This is where the main question comes. I thought that it's better if I store all possible articles for a given phrase in one document rather than leave them scattered in the links collection. Only now did it occur to me, that - as long as the lookups are indexed - the overall performance might be the same for one big document or many smaller ones! Is this a correct assumption?
I think your data model is wrong. It may well be (albeit a bit theoretical) that individual articles (let's stick with the wikipedia example) are linked more often than you could store in a document. Embedding only works with One-To(-Very)-Few™ relationships.
So basically, I think you should change your model. I will show you how I would do it.
I will use the mongoshell and JavaScript in this example, since it is the lingua franca. You might need to translate accordingly.
The questions
Lets begin with the questions you want to have answered:
For a given article, which other articles link to that article?
For a given article, to which other articles does that article link to?
For a given article, how many articles link to it?
Optional: For a given article, to how many articles does it link to?
The crawling
What I would do basically is to implement a SAX parser on the articles, creating a new document for each article link you encounter.
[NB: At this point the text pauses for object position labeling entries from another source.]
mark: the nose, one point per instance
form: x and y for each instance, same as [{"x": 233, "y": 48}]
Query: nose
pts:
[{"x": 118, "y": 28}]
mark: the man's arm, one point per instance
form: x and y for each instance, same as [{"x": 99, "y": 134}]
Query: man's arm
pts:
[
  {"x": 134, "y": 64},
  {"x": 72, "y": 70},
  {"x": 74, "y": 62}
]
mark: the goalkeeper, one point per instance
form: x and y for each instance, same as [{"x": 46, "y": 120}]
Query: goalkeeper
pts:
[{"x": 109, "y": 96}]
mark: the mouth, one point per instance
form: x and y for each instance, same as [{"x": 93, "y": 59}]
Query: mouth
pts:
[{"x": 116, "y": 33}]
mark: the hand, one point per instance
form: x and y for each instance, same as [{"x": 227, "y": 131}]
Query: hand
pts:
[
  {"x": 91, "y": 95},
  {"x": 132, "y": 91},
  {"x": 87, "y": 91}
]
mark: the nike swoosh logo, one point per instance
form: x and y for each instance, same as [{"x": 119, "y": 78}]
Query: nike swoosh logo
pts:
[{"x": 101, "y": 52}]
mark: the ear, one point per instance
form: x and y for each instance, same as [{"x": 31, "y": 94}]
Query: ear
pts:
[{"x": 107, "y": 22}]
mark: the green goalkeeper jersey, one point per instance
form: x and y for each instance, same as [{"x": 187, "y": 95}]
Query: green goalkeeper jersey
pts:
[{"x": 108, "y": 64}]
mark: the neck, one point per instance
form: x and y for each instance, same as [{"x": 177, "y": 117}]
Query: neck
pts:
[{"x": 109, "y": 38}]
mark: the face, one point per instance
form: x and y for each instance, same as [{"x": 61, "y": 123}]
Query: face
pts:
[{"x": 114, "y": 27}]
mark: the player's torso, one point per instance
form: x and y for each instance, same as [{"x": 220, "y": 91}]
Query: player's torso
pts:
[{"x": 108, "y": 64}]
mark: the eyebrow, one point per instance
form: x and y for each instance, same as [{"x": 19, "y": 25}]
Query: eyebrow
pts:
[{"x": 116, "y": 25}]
The document itself should be rather simple:
{
"_id": new ObjectId(),
// optional, for recrawling or pointing out a given state
"date": new ISODate(),
"article": wikiUrl,
"linksTo": otherWikiUrl
}
Note that you should not do an insert, but an upsert. The reason for this is that we do not want to document the number of links, but the articles linked to. If we did an insert, the same combination of article and linksTocould occur multiple times.
So our statement when encountering a link would look like this for example:
db.links.update(
{ "article":"HMS_Warrior_(1860)", "linksTo":"Royal_Navy" },
{ "date": new ISODate(), "article":"HMS_Warrior_(1860)", "linksTo":"Royal_Navy" },
{ upsert:true }
)
Answering the questions
As you might already guess, answering the questions becomes pretty straightforward now. I have use the following statements for creating a few documents:
db.links.update(
{ "article":"HMS_Warrior_(1860)", "linksTo":"Royal_Navy" },
{ "date": new ISODate(), "article":"HMS_Warrior_(1860)", "linksTo":"Royal_Navy" },
{ upsert:true }
)
db.links.update(
{ "article":"Royal_Navy", "linksTo":"Mutiny_on_the_Bounty" },
{ "date":new ISODate(), "article":"Royal_Navy", "linksTo":"Mutiny_on_the_Bounty" },
{ upsert:true }
)
db.links.update(
{ "article":"Mutiny_on_the_Bounty", "linksTo":"Royal_Navy"},
{ "date":new ISODate(), "article":"Mutiny_on_the_Bounty", "linksTo":"Royal_Navy" },
{ upsert:true }
)
For a given article, which other articles link to that article?
We found out that we should not use an aggregation, since that might exceed the size limit. But we don't have to. We simply use a cursor and gather the results:
var toLinks =[]
var cursor = db.links.find({"linksTo":"Royal_Navy"},{"_id":0,"article":1})
cursor.forEach(
function(doc){
toLinks.push(doc.article);
}
)
printjson(toLinks)
// Output: [ "HMS_Warrior_(1860)", "Mutiny_on_the_Bounty" ]
For a given article, to which other articles does that article link to?
This works pretty much like the first question – we basically only change the query:
var fromLinks = []
var cursor = db.links.find({"article":"Royal_Navy"},{"_id":0,"linksTo":1})
cursor.forEach(
function(doc){
fromLinks.push(doc.linksTo)
}
)
printjson(fromLinks)
// Output: [ "Mutiny_on_the_Bounty" ]
For a given article, how many articles link to it?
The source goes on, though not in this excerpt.